Honorable Bandenonga Akukpa Fabrice, Président de la Commission
Le groupe thématique a commencé par rappeler les causes principales des conflits armés persistant dans la partie orientale de notre pays, la République Démocratique du Congo.
Il s’agit notamment de :
- La problématique d’identité et de la nationalité;
- La problématique des conflits fonciers, de la recherche effrénée et de l’occupation des terres;
- La problématique du leadership et de la recherche du pouvoir coutumier et étatique;
- La problématique de la recherche de l’hégémonie économique locale et régionale;
- La problématique du contrôle des réseaux de pillages et d’exploitation illégale des ressources naturelles;
- La problématique du déficit de la maîtrise des instruments et de la faillite de l’Etat en matière de respect de l’autorité, de la maitrise et de la gestion des flux migratoires notamment des réfugiés des pays voisins non encadrés. C’est le cas de l’entrée massive des hutu rwandais en 1994 et des ADF/ougandais, Somaliens, Tanzaniens, Kenyans voire des Asiatiques dans la province du Nord-Kivu et de divers groupes devenus des déplacés internes;
- L’inefficacité structurelle des forces de défense et de sécurité à assurer leur mission régalienne.

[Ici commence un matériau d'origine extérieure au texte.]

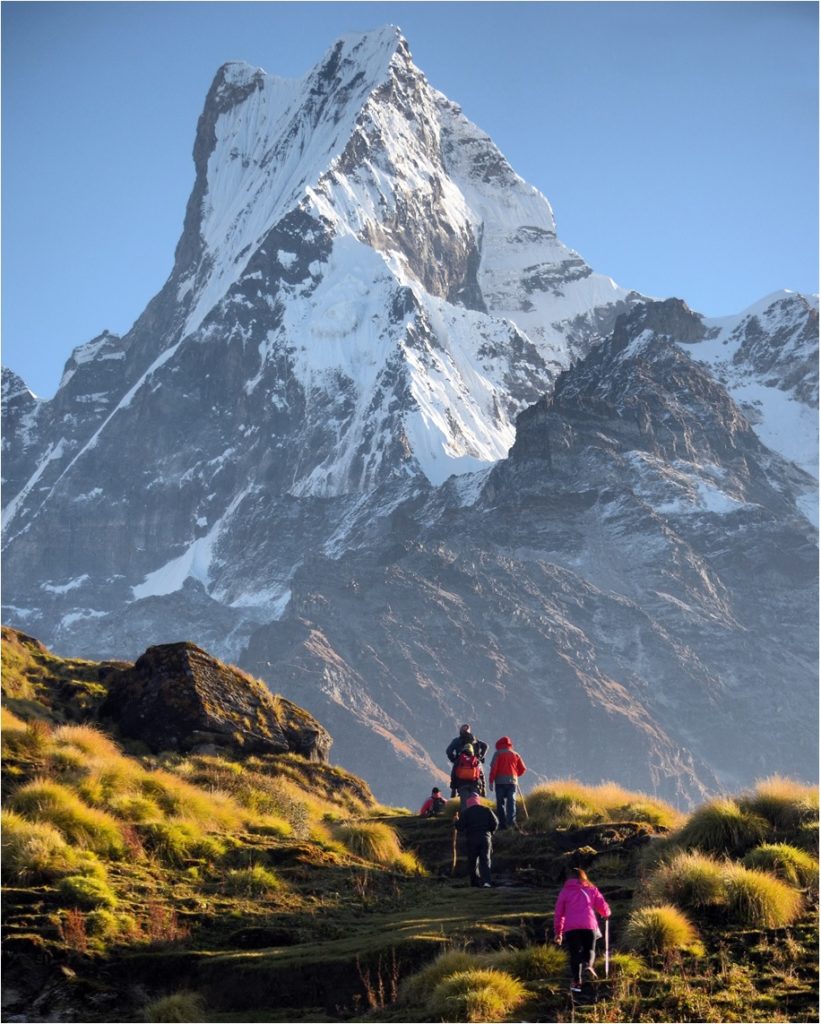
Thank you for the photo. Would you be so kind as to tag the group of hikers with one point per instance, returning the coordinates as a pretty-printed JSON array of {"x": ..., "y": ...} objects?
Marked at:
[{"x": 574, "y": 921}]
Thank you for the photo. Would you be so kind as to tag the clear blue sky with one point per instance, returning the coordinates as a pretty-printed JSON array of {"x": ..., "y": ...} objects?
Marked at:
[{"x": 678, "y": 142}]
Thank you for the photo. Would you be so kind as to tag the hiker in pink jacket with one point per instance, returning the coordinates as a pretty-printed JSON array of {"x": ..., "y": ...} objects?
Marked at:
[{"x": 574, "y": 924}]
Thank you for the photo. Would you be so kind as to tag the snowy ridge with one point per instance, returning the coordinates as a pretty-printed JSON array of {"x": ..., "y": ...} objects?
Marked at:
[
  {"x": 270, "y": 148},
  {"x": 767, "y": 357}
]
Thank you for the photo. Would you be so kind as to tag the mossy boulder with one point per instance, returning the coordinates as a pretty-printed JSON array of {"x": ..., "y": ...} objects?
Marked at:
[{"x": 178, "y": 697}]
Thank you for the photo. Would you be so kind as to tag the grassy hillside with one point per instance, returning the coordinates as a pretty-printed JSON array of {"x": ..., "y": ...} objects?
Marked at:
[{"x": 208, "y": 887}]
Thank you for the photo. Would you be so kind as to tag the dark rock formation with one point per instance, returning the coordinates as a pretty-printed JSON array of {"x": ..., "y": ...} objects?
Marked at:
[{"x": 177, "y": 697}]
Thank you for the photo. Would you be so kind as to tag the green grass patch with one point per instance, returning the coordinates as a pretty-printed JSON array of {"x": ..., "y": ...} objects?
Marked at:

La Commission estime que ces éléments pourront faire l’objet d’échanges après avoir amendé et validé les travaux de la commission préparatoire de la Table ronde.
A. Argumentaire
Au regard de la complexité des causes, le groupe thématique a estimé que la mesure de l’Etat de siège ne pourrait constituer une réponse adéquate capable d’éradiquer les causes des conflits armés persistantes citées ci-haut. Il conviendrait, par conséquent, de chercher des solutions structurelles et plus efficaces en vue d’éradiquer ces phénomènes.

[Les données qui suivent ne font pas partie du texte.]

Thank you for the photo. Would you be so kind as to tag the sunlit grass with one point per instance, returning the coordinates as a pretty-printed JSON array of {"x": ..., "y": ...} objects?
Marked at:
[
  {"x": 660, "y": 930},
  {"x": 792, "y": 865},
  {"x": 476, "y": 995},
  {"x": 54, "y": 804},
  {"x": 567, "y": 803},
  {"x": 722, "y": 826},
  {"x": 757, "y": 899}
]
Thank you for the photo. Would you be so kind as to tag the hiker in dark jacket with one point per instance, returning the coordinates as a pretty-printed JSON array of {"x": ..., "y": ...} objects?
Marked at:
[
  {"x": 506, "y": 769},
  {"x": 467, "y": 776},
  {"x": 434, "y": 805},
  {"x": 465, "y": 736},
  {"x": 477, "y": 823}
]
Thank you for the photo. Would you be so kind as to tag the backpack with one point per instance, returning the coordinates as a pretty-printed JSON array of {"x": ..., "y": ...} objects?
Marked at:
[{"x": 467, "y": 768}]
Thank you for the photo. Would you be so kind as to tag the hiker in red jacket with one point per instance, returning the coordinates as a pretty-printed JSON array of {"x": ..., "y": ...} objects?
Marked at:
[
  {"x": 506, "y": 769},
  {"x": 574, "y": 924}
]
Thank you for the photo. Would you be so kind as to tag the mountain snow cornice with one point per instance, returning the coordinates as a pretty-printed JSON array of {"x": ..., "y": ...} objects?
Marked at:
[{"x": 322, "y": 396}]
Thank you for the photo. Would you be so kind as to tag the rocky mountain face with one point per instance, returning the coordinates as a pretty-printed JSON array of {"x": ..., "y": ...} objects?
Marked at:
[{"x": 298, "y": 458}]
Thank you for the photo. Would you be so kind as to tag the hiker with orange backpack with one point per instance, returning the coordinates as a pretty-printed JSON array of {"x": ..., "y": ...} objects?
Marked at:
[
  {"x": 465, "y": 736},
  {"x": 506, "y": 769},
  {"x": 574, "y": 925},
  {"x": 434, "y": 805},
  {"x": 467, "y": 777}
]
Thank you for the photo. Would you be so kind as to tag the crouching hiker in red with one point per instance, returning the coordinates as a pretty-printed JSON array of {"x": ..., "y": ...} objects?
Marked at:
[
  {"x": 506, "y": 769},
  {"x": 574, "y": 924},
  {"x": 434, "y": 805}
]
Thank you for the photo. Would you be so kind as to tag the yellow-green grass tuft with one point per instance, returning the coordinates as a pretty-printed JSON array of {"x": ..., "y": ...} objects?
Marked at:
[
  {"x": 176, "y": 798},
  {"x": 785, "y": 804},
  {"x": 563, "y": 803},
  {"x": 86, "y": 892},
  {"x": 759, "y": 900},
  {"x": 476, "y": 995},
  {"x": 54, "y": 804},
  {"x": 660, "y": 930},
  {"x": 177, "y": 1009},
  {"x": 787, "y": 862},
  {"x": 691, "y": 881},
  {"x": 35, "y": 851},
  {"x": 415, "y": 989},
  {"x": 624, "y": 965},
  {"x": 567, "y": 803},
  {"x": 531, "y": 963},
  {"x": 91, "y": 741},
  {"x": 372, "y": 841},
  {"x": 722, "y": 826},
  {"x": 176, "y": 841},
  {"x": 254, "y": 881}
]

Le groupe thématique a ainsi décliné le tableau argumentaire détaillé de l’impératif de la levée de l’Etat de siège :
- L’impératif du respect de la Constitution en ses articles 85 al 1 et 144 al 4 qui fixe le caractère exceptionnel et temporaire du régime de l’état de siège qui, d’après ces prescrits, doit demeurer le plus court possible, assorti d’un caractère chirurgical. Ainsi, la prorogation de cette mesure, effectuée plus de cinquante fois, frise l’abus et le détournement de l’esprit et de la lettre de la Constitution;
- L’impopularité de la mesure de l’Etat de siège a créé un fossé entre les gouvernants et les gouvernés;
- L’inefficacité opérationnelle, en termes des résultats après plus de deux ans de l’état de siège, provoque au contraire l’amplification de l’insécurité. Alors que le pays était engagé dans un conflit asymétrique interne, l’état de siège n’a pas empêché l’internationalisation du conflit et sa transformation en conflit interétatique d’agression et d’occupation du territoire par une Armée étrangère à travers ses supplétifs du Mouvement terroriste M23, la relativité des résultats engrangés par la mutualisation des forces, l’hypermilitarisation inefficace avec la présence des armées étrangères et la multiplication du nombre des groupes armés;
- L’extension des zones des conflits en Ituri et dans des territoires du Nord-Kivu, mais également vers les provinces du Haut-Uélé et de la Tshopo, pourtant non atteintes avant l’état de siège;
- L’accroissement de la confusion dans la chaîne de commandement des opérations rendant inopérant l’Etat de siège : avec l’enchevêtrement de plusieurs instances de commandement (zones de défense, régions militaires, gouverneurs militaires des provinces, commandement des forces mutualisées, des forces régionales EAC, SADC, mécanismes de vérification);
- Le dévoiement et la polarisation des autorités de l’Etat de siège sur des questions de gestion administrative et financière de routine civile au détriment des priorités sécuritaires et des objectifs opérationnels;
- L’inefficacité opérationnelle à la base de l’enlisement des opérations, risquant ainsi de provoquer des mécontentements populaires;
- La dégradation de la situation sécuritaire depuis l’instauration de l’Etat de siège;
- La dégradation des relations civilo-militaire rendant hypothétique le succès de l’Etat de siège; faute d’adhésion et d’appui populaires;
- Les violations multiples des droits humains rendant impopulaire l’Etat de siège, notamment par l’accroissement des tueries, des arrestations arbitraires et la détention illicite des défenseurs des droits humains, des incendies des maisons et des véhicules, les pillages des biens et marchandises des populations, la restriction à la liberté de la presse, celle de réunion spécialement dans le contexte électoral actuel ainsi que l’absence de protection des personnes vulnérables.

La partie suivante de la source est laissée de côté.